Women in Technology

Women in Technology

When I look for a job these days, I start with looking at the team page before I apply. Is the CEO a man, what about the Managers, any women there? What roles are these women in? Marketing, HR? To apply at a company, I need to see a lot of women managers and I need to see them in all roles, not just the “soft” departments. Why? Because having a woman as your CTO tells me that you’re not limiting your team by gender. It means your company is actively looking to get more women in Tech (this doesn’t just happen) and that is a big draw for me.

Although women were well represented in the early days of computer sciences (1940s), Tech has increasingly been male-dominated since the mid-1980s (most programmers were men, only 38% women). As the tech industry matured, we saw a broadening of the roles that were needed in software companies, allowing more opportunities for women. Women make it to the Head of Marketing position,Training Manager, HR Lead or Director of Client Engagement – all departments that are needed and have an impact on the company. While the Head of Operations, the Director of Technology, the Business Development Manager, those roles remain under-represented by women. Yet those are the very roles that lead to the C-Suite and the Executive table. It is among these positions that companies looking for new CEOs are sourcing candidates. When Board of Directors are adding new board members, they ask for CEOs. Women are as capable as men of heading those departments, but we still meet resistance and the glass ceiling when it comes to moving into revenue-generating roles. If women can’t head the revenue departments, we can’t transition to the top of the chain.

How do we then make a case for women in those roles? Let’s start with how it’s good for your company productivity. When women see a diverse team of managers, they will trust that promotion is not gender restricted. They will likely work harder knowing those positions are within reach, you get twice the options when it comes to moving people up.

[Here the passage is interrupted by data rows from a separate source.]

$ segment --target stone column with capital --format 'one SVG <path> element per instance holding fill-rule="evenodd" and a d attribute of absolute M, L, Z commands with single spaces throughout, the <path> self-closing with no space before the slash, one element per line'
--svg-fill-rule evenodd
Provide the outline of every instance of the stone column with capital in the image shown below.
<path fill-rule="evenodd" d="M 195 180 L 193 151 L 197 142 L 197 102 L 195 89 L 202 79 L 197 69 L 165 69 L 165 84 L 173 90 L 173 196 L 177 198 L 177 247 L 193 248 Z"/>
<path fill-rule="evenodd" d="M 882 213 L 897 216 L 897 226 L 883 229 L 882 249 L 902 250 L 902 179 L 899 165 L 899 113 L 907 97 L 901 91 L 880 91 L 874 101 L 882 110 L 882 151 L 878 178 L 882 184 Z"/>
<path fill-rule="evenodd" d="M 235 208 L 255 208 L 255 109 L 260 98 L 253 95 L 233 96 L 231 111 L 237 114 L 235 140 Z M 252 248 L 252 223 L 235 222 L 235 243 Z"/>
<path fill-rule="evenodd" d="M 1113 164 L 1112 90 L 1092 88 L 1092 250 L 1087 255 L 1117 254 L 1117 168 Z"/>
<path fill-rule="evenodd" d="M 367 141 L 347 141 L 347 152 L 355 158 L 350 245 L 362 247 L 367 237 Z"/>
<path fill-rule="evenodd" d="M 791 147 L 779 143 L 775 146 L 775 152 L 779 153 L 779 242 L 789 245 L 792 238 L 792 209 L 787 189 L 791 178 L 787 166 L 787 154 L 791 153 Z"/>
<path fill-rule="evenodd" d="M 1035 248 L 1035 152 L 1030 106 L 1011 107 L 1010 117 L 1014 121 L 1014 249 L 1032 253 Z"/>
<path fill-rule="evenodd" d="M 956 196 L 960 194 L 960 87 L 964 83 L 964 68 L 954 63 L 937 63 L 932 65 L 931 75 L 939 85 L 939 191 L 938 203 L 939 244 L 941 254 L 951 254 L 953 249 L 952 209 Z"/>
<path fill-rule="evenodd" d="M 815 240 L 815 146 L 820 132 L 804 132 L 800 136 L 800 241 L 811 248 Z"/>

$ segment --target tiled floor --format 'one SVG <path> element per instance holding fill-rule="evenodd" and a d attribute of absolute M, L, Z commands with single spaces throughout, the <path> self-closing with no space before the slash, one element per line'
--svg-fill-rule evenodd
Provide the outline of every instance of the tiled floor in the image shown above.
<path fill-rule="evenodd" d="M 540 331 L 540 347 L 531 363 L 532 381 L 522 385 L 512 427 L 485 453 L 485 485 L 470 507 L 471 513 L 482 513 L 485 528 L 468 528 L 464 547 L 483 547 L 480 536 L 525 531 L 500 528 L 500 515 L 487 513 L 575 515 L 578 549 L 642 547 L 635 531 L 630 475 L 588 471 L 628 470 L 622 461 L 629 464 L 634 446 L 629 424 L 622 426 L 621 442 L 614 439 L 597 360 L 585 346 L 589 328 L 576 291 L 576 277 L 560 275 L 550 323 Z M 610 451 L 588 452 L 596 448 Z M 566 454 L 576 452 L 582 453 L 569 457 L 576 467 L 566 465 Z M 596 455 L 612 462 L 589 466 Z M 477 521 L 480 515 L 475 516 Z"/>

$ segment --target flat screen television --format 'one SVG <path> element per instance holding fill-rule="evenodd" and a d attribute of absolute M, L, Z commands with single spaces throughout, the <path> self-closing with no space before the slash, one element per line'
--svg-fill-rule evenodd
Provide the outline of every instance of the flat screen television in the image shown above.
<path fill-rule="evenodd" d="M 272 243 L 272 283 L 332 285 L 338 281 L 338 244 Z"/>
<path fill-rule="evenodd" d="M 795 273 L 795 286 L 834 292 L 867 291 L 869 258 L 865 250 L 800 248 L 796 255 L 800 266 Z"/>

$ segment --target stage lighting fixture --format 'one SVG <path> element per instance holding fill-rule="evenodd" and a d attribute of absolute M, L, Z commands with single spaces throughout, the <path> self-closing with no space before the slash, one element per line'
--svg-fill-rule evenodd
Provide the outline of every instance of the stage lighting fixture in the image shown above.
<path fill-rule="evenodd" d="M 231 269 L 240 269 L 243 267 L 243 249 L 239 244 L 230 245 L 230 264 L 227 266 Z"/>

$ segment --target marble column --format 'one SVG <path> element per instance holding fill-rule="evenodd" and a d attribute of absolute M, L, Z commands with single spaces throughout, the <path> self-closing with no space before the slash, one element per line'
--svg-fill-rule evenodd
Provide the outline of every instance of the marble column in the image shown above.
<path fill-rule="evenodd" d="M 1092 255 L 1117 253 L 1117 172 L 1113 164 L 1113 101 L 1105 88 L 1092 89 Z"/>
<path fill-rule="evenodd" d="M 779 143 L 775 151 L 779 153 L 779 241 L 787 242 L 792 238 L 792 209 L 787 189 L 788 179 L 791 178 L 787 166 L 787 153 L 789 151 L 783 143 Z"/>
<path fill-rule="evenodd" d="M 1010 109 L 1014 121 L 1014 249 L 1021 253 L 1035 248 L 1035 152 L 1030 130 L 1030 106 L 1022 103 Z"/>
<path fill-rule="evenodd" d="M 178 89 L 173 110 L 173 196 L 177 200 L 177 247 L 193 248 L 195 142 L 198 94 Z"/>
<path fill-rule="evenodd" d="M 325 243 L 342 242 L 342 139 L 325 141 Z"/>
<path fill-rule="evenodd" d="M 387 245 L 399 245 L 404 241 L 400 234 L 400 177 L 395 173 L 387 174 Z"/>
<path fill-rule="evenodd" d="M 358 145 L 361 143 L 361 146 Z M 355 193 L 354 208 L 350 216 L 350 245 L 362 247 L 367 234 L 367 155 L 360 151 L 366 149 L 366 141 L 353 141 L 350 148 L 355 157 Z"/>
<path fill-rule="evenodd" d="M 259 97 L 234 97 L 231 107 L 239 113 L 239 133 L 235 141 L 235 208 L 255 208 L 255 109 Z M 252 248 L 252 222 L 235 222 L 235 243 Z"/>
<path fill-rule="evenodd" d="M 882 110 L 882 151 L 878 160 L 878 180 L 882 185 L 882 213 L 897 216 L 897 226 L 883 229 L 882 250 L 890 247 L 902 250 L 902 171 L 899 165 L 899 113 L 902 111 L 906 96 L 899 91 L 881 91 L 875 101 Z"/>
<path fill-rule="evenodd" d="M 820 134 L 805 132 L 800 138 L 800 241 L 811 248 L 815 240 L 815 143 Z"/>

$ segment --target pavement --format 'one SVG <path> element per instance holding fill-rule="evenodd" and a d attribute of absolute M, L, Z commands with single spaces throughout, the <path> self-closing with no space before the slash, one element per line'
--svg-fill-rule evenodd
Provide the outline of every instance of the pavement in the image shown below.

“Good leadership requires you to surround yourself with people of diverse perspectives who can disagree with you without fear of retaliation.” — Doris Kearns Goodwin

Diversity is good. Women are typically more empathetic and compassionate than men. They consider the feelings of others before acting. There are significant advantages to this when it comes to making businesses successful.

I was once part of a forum of women where someone posted that a client had requested a quote for additional work but that since she knew that they had lost a big account, she was wondering if she should offer them a discount for this new quote. Most of the women debated this with 50% roughly agreeing that a discount was a good idea. I countered, “Do you think a man would ever offer to discount a bid just out of being nice and considerate? Do you think that male client would ever consider asking for a discount from a male service provider?” Of course not. The fact is that the client would not have dreamed of asking for a discount, but as a woman who anticipated her client might be struggling financially, she was going out of her way to be compassionate. 

While this strategy might be bad for the bottom line, it is probably great for retaining clients. When times get rough, this is a perspective you ought to have among executives. Having women as part of your decision-making team means that you have a more rounded view of a situation, consider different perspectives and scenarios, and can make more informed decisions. This is one of the reasons why companies with diversity do better financially (5 to 20% better).

Consider your products and services too. When women have a voice, they will be able to provide the female perspective of your clients. A table full of men might not see that your new sales strategy will run cold with women. The views women bring to the table, their attributes and skills being different than the men’s is a good thing.

“The quality, relevance, and impact of the products and services output by the technology sector can only be improved by having the people who are building them be demographically representative of the people who are using them.”  — Tracy Chou 

Technology is leading the world and when women make up 50% of Tech, we will be well placed to be the change-makers that we have the potential to be. Now that’s a world I want to see. And soon.